A characterless woman is often confounded with one deficient in the finest attributes of the sex, who is characterless indeed, but is so from imbecility—if the phrase do not, of itself, involve a contradiction; as if a creature, whose virtues were all negatives, could be characterless! A woman, too feeble to grasp at thought, too vapid for sentiment, too tame for mirth, too commonplace for enthusiasm, and too weak for passion, may be the ideal of those incapable of appreciating the higher characteristics of womanhood, but could never have been that of him whom Wordsworth calls the “heaven-eyed creature;” of him who conceived Christabel, and the sweet attaching Genevieve.

Such may do for the statue-like creations of Maria Edgeworth, and the thousand and one other romance writers, who expect woman to move by rule—who mistake dullness for goodness, and apathy for grace; but they awaken in ourselves no emotions of sympathy, for the human heart can respond only to human emotions, and it at once goes forth to greet its kindred impulses. Fielding’s Sophia is more lovable than Scott’s Rowena, simply because one is a live, earnest woman, and the other designed to be a very perfect one, and she turns out to be a very dull one.

Let Rebecca pass—the noble—the ideal—for, alas! human hearts are not prepared for the love of such as these; they may excite esteem, admiration, even passion, but love—the crowning boon of existence—may not be theirs. They gather not the household gods about them—they enter themselves into the holiest of holies, but they minister alone at the altar. Their fate is that of the fabled bird, whose own intensity kindled its funeral pyre. They have a mission to perform. They are created not to enjoy but to suffer; aye, to suffer that human hearts may be made wiser and holier; therefore do the pale stars keep vigil with them, and therefore is the dew all night upon their heads, and their locks wet with the drops of the morning.

A characterless woman! We feel she must be so, to be perfect as a woman. But then she must have all the susceptibilities, all the sweet impulses, all the weaknesses of her sex; she must have a woman’s thoughts, and a woman’s utterance—her simplicity, her faith—and, beneath all, there must dwell that womanly endurance—wondrous and holy in its power—reserved for the day of trial.

Weakness as often imports character as strength. Any one attribute, in excess, imports a distinctive characteristic. We talk of vain women, coquettish, masculine, sensible, dull, witty, &c., running through all the defective grades of character. Now a true woman must, as circumstances warrant, exhibit something of all this; for she is a “creature of infinite variety.”

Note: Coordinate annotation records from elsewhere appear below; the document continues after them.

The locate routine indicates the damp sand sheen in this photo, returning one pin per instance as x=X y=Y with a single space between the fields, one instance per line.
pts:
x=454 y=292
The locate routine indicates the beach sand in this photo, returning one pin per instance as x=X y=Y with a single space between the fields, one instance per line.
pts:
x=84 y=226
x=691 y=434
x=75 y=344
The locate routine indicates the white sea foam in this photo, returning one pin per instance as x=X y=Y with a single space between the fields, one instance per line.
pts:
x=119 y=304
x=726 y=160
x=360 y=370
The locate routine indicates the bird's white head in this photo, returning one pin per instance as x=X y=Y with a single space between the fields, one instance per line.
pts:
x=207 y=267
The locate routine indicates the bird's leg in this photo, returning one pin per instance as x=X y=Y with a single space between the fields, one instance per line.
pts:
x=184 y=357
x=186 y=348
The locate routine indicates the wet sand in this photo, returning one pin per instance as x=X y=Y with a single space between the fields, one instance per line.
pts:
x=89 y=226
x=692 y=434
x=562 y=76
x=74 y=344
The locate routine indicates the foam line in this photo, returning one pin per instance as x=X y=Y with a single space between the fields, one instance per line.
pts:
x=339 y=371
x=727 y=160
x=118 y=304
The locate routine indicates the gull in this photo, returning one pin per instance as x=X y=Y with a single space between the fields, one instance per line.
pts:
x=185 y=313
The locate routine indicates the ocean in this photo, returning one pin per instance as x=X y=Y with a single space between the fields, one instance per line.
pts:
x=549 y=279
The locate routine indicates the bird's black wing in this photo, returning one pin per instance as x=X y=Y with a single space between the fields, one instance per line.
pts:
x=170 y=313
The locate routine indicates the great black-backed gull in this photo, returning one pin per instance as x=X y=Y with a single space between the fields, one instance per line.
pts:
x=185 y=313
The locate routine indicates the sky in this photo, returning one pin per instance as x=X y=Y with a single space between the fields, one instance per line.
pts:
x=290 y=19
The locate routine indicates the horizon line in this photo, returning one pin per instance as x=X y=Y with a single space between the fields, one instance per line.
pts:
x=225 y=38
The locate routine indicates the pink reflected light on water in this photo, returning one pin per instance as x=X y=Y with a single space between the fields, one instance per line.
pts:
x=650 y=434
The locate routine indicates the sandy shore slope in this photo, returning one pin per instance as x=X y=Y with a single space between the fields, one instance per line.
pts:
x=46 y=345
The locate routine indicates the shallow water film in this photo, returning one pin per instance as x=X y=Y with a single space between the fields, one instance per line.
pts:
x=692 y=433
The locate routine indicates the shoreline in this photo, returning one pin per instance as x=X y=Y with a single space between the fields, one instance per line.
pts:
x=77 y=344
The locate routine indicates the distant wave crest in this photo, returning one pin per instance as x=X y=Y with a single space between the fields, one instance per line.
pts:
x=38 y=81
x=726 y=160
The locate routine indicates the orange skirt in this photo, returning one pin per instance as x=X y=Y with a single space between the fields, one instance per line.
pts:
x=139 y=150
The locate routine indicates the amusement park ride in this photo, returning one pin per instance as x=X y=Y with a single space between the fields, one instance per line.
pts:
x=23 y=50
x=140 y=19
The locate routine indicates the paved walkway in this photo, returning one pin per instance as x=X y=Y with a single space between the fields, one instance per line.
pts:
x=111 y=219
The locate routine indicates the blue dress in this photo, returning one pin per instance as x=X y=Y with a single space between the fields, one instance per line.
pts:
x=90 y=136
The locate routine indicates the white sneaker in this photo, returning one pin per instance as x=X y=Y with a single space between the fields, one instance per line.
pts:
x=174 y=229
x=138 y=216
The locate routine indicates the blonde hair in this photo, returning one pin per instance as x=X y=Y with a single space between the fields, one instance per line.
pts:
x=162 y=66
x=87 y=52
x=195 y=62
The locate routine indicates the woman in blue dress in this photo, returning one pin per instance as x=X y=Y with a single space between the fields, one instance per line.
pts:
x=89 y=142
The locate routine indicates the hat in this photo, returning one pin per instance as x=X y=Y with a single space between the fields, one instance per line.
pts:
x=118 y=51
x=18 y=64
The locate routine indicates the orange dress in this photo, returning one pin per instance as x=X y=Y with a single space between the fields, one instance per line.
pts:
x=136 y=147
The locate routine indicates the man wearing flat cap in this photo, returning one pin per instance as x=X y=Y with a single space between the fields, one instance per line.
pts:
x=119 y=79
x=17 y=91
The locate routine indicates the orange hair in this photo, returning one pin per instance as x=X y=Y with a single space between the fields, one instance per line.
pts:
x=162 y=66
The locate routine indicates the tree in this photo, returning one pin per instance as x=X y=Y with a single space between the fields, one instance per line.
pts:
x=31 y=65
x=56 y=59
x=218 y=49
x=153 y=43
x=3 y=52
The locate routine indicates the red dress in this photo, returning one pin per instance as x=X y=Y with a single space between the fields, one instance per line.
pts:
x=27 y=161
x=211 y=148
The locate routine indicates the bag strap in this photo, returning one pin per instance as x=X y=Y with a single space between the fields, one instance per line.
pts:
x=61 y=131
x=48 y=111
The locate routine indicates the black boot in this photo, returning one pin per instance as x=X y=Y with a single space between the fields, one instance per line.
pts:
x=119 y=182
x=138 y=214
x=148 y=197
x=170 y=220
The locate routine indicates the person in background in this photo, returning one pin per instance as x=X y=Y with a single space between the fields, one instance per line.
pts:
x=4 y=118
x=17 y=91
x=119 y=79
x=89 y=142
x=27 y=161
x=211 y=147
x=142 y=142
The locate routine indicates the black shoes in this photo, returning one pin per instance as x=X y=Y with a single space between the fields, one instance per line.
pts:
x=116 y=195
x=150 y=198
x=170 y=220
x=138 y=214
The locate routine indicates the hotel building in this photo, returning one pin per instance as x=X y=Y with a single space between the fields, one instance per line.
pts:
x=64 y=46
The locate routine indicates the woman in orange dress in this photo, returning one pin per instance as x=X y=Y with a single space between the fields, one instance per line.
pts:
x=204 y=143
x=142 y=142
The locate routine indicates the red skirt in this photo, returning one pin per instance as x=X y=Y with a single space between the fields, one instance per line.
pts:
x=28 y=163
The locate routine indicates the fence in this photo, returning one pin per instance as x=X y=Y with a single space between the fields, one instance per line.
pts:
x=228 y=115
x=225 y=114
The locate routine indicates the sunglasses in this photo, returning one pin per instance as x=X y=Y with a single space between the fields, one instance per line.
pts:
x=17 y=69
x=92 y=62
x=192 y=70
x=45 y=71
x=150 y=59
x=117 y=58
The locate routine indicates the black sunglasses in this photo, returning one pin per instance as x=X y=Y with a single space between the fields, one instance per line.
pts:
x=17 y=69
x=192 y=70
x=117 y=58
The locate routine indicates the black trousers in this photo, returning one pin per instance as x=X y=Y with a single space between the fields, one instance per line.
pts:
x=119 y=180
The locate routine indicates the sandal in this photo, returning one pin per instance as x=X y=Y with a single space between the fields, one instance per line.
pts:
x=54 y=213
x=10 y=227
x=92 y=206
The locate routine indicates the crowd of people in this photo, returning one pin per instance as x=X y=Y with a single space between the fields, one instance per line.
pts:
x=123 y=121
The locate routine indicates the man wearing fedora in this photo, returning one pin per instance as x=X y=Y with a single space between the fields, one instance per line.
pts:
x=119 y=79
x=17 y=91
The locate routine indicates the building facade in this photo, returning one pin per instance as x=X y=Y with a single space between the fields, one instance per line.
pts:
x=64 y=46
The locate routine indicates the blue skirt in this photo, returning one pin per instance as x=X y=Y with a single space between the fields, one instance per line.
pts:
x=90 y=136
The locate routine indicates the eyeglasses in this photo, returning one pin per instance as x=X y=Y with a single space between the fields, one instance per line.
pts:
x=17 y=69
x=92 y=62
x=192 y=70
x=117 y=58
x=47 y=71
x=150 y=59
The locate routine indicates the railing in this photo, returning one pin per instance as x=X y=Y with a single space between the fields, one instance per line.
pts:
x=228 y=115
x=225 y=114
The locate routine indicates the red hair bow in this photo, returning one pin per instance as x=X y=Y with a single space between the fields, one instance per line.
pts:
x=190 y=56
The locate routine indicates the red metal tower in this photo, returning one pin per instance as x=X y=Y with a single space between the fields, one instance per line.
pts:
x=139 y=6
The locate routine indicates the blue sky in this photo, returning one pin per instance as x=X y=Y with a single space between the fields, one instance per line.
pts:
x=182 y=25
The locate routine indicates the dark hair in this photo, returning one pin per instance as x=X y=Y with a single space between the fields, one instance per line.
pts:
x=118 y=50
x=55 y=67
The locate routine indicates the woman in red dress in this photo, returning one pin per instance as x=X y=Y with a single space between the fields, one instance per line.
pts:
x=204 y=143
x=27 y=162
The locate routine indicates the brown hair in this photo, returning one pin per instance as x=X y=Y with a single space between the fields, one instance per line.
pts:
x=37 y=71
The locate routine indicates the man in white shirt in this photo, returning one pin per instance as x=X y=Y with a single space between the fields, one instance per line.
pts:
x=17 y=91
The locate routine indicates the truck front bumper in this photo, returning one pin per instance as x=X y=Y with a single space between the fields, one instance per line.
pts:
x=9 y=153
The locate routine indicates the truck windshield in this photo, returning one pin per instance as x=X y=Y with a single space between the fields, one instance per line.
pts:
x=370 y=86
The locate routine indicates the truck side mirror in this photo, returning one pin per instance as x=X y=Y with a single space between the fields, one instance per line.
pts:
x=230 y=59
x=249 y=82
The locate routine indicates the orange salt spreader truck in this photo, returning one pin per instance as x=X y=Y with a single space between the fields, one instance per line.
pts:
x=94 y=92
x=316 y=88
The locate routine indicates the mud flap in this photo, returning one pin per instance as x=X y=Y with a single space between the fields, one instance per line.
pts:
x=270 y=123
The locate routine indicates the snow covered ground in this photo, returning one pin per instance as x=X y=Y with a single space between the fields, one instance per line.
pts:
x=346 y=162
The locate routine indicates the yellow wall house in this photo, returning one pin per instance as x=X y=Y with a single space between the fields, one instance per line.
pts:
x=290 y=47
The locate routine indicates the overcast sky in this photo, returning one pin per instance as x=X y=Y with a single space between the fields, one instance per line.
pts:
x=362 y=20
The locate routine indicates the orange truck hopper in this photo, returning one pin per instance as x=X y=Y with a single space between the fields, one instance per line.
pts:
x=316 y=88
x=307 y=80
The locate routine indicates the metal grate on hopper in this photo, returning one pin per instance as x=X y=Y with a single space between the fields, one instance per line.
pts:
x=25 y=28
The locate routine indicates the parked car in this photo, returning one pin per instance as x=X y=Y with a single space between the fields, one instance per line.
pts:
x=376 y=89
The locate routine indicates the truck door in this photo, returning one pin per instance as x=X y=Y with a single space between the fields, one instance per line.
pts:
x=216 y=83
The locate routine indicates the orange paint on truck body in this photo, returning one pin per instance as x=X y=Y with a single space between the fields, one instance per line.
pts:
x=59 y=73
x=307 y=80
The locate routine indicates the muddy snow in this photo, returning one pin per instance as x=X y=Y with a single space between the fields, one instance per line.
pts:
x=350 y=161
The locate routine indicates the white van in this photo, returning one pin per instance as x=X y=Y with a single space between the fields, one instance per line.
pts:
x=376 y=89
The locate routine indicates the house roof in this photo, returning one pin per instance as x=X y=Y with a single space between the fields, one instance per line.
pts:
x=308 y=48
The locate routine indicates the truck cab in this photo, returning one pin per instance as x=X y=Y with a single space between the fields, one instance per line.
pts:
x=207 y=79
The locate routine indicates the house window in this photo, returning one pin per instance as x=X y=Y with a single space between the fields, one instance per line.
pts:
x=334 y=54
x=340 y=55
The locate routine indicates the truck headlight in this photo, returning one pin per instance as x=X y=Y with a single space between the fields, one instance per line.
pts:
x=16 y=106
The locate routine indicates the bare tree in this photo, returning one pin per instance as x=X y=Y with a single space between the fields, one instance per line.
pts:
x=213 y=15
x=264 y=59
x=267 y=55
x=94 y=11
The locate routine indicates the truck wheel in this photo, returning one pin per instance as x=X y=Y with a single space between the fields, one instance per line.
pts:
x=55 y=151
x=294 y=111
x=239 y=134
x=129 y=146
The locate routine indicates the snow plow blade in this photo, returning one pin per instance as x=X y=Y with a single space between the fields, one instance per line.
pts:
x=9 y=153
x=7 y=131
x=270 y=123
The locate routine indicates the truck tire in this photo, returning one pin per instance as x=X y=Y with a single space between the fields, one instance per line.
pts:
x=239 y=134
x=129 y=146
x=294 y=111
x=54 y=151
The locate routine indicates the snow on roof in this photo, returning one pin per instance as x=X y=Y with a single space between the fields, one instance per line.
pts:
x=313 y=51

She may have a dash of coquetry, but be no coquette—she hath pride, but may not be called proud—hath vanity, but is not vain—she suggests, rather than originates wit—wise she is, but, as Rosalind saith, “the wiser, the waywarder”—she is devout, but no devotee—she is good, but hers is not that dry, barren goodness, which ariseth from cold speculating reason, but is rather that of a beautiful instinct, that causeth her to feel that God hath done infinitely better for her than she could have done for herself. Like Desdemona, she will blush at the mention of herself, feeling she is so nicely balanced—and then, with a woman’s best and sweetest attribute, she spreadeth forth her hand for support.